In the absence of any meaningful moves in Congress to enact uniform data breach notification, the states continue to make adjustments to existing laws to better protect affected residents in their states.

Connecticut is the latest state to amend its data breach notification law this year.  If your company has ever had the unfortunate experience of a major data breach involving Connecticut residents, you may have received a “request” from the Connecticut Attorney General’s office to provide at least two years of identity protection or credit monitoring services to the affected Connecticut residents following the breach.   Last week, Governor Malloy signed into law a bill that will require that offer of services and require an outside deadline by which companies must notify.    Connecticut now joins California as states including some form of credit monitoring in their data breach notification laws.

The basics of SB 949:

  • Effective October 1, 2015
  • If breach involves a Connecticut resident’s name and Social Security number, must offer the affected individual “appropriate identity theft prevention services and, if applicable, identity theft mitigation services”
  • No cost to the individual
  • A period of not less than one year
  • Notice must include information on how to enroll in the free service as well as how the affected individual can place a freeze on his or her credit file
  • Notice must be provided “no later than ninety days after the discovery of the breach, unless a shorter time is required under federal law”

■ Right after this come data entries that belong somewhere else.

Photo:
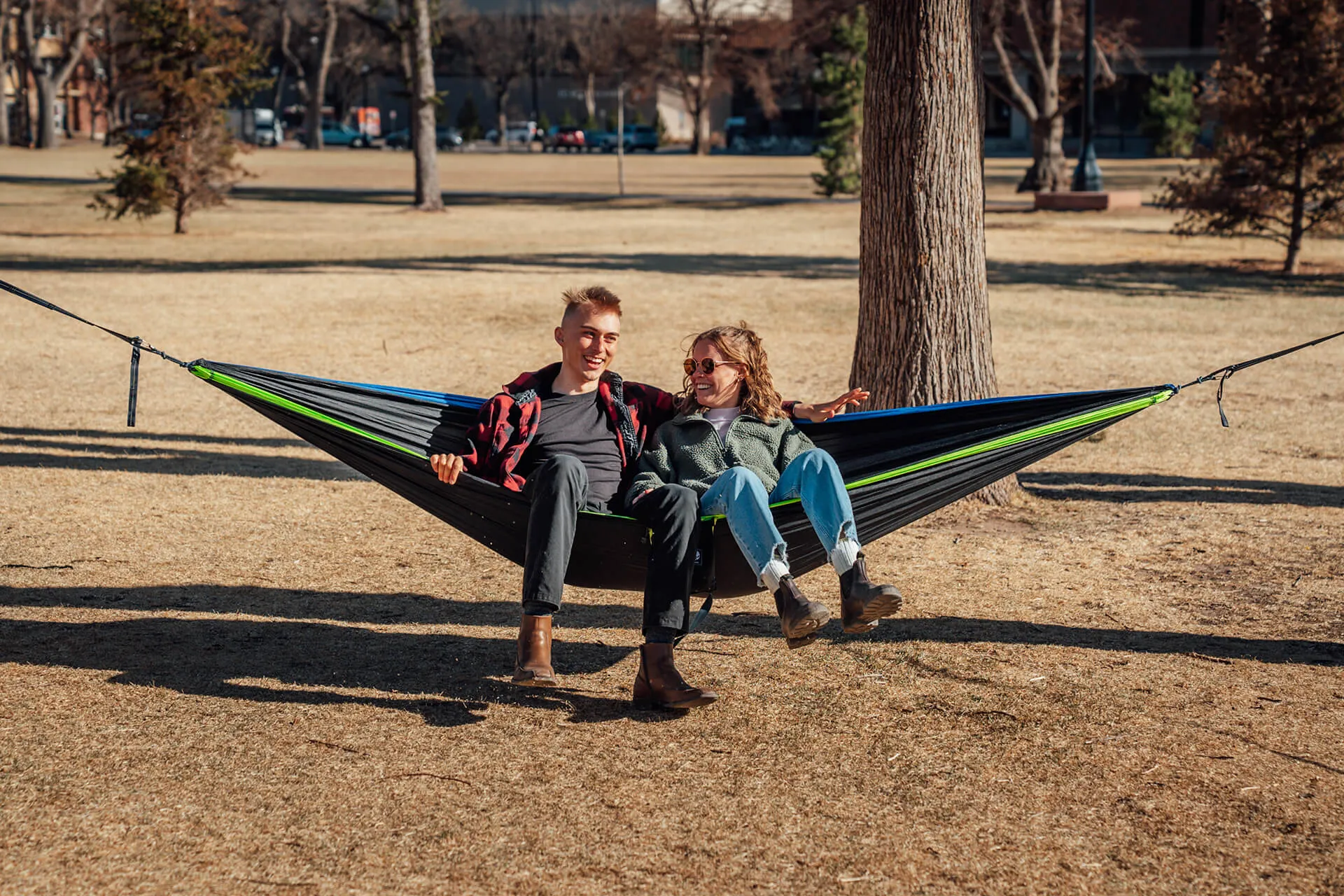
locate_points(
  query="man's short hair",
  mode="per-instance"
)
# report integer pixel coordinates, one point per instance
(592, 298)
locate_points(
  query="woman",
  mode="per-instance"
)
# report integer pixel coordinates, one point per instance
(736, 448)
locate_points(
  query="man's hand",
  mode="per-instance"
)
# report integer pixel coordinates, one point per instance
(825, 410)
(448, 466)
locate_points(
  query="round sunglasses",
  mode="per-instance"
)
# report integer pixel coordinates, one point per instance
(706, 365)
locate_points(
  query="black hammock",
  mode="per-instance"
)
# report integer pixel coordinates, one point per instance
(897, 465)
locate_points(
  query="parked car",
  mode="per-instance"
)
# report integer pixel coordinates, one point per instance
(636, 137)
(568, 137)
(522, 132)
(445, 137)
(337, 134)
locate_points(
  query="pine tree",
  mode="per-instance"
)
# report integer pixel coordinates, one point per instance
(1174, 112)
(1277, 94)
(192, 58)
(841, 85)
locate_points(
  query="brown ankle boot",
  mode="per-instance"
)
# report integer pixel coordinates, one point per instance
(862, 602)
(659, 685)
(534, 653)
(800, 618)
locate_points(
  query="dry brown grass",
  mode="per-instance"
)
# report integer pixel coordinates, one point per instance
(232, 666)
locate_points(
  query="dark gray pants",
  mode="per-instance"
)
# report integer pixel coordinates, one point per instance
(558, 491)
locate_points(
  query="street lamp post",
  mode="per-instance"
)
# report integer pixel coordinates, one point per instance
(620, 133)
(1088, 175)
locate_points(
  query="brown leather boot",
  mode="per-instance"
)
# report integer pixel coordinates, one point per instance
(800, 618)
(659, 685)
(862, 602)
(534, 653)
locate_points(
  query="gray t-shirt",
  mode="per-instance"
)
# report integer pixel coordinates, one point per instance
(578, 425)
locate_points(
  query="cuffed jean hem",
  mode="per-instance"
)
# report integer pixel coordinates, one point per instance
(812, 477)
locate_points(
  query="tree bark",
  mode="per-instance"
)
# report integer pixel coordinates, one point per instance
(429, 197)
(1049, 171)
(50, 76)
(1294, 226)
(924, 309)
(319, 89)
(4, 71)
(701, 143)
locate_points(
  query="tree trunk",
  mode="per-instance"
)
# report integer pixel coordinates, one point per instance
(319, 89)
(1294, 227)
(428, 194)
(46, 106)
(4, 73)
(4, 101)
(1049, 169)
(701, 141)
(924, 311)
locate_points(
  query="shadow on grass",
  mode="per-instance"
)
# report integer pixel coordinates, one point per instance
(293, 605)
(705, 264)
(1148, 279)
(356, 195)
(960, 630)
(403, 198)
(140, 435)
(1123, 488)
(451, 679)
(448, 680)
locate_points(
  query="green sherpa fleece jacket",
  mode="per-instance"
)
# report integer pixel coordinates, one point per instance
(686, 450)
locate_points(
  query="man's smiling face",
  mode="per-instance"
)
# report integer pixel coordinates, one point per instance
(588, 340)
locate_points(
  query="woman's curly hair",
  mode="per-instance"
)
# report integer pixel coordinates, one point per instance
(742, 346)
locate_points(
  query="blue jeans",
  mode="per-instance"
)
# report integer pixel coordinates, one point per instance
(813, 477)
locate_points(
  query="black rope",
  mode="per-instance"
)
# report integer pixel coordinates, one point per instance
(136, 344)
(1224, 372)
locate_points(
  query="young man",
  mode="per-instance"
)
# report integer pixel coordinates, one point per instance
(565, 435)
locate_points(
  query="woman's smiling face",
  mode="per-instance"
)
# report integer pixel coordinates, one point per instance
(722, 387)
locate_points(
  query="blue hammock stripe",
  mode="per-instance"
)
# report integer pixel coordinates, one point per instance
(948, 451)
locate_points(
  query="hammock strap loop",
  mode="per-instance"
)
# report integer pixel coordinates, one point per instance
(1222, 374)
(134, 340)
(134, 381)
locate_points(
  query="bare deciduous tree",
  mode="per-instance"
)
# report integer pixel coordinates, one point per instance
(924, 307)
(51, 54)
(308, 39)
(6, 69)
(1277, 92)
(500, 52)
(1038, 36)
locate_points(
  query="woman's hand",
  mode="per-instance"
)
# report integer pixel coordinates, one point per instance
(825, 410)
(448, 466)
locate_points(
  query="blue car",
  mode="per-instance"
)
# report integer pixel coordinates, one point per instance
(335, 134)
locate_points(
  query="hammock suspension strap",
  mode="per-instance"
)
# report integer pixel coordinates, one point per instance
(1222, 374)
(134, 342)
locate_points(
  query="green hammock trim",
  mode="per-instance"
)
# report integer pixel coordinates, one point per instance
(971, 450)
(206, 374)
(1018, 438)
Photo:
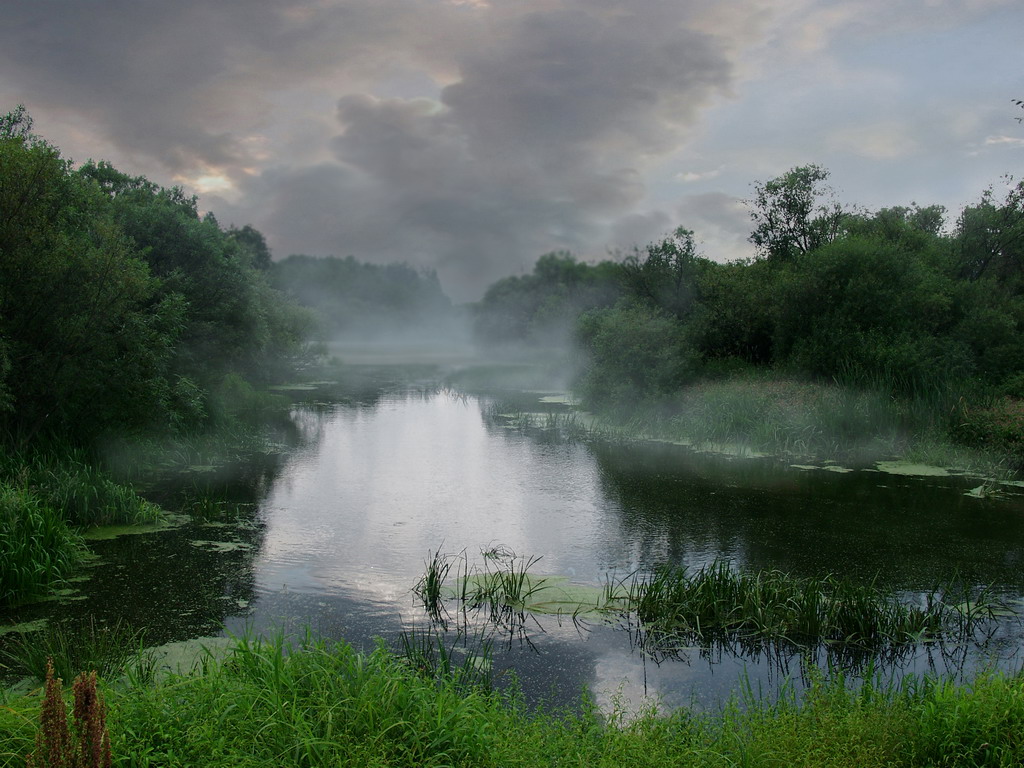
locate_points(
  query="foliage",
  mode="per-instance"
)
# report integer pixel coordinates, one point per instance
(541, 308)
(70, 650)
(888, 303)
(87, 340)
(633, 352)
(327, 705)
(795, 214)
(37, 547)
(666, 274)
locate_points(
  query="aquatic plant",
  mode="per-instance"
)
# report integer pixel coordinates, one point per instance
(325, 704)
(71, 649)
(717, 603)
(37, 548)
(431, 585)
(462, 656)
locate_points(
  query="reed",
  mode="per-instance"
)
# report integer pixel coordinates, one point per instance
(37, 548)
(430, 588)
(462, 656)
(717, 603)
(73, 649)
(325, 704)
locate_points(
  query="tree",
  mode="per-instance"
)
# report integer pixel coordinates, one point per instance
(86, 338)
(795, 213)
(665, 273)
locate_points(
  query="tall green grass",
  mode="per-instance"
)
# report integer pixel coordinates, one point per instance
(772, 414)
(326, 705)
(45, 499)
(76, 649)
(37, 547)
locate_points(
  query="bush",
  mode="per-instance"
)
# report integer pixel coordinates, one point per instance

The 90-day timeframe for notice is more specific than the existing (and more common) “without unreasonable delay” formulation, however, it is still longer than the notice deadlines in other state notification laws.  For example, Florida has a 30-day provision, and other states have a 45-day provision.

Underlying all of this is Attorney General George Jepsen’s press release commenting on the new law and clearly stating that his office will consider the 90 days to be an “outside limit” for the timing of notification and that his office may consider 90 days to be unreasonable under certain circumstances.  Further, the press release states that his office will continue to press companies to offer more than one year of protection services and will consider the one year to “set a floor” and his office will continue to “demand two years’ of protections” where circumstances warrant.